Recipients of allogeneic stem cell transplantation (alloSCT) are at risk for reactivation of endogenous herpesviruses due to profound and prolonged T cell deficiency following conditions such as graft-versus-host disease, immunosuppression, and/or T cell depletion. Reactivation of endogenous cytomegalovirus (CMV) is the most frequently occurring herpesvirus reactivation following alloSCT. Antiviral medication is often used in pre-emptive treatment strategies initiated when increases in CMV viral loads are detected as a result of active reactivation of the virus.

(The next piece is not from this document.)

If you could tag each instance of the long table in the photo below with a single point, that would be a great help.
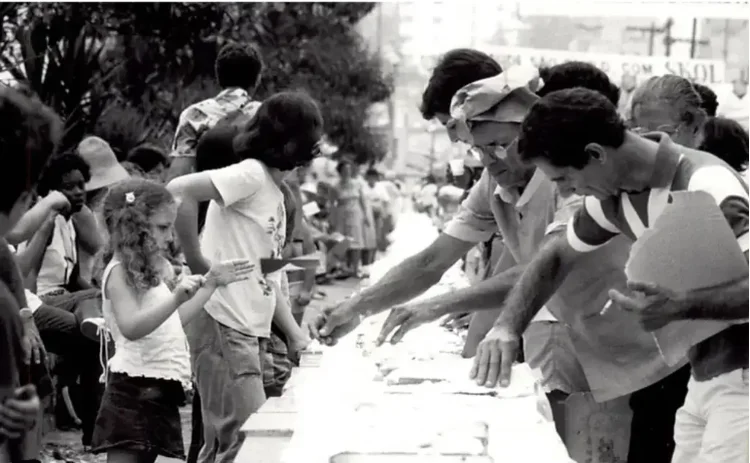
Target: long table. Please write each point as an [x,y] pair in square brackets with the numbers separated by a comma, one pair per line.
[411,402]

Despite pre-emptive antiviral treatment, the incidence of CMV disease in CMV-seropositive alloSCT patients is still 10% at 1 year following alloSCT. This illustrates the necessity for adequate CMV-specific T cell immunity for long-term control of CMV and prevention of CMV disease. In this review, we analyzed the available studies on the influence of donor CMV status on CMV-specific T cell reconstitution and CMV disease. Furthermore, we reviewed the available studies on the safety and efficacy of adoptive transfer of donor CMV-specific T cells for the prevention and treatment of CMV disease following alloSCT, including studies on adoptive transfer of third-party CMV-specific T cells as a possible alternative when donor T cells are not available.

Keywords: Adoptive transfer; Allogeneic stem cell transplantation; Cytomegalovirus; Third-party T cells.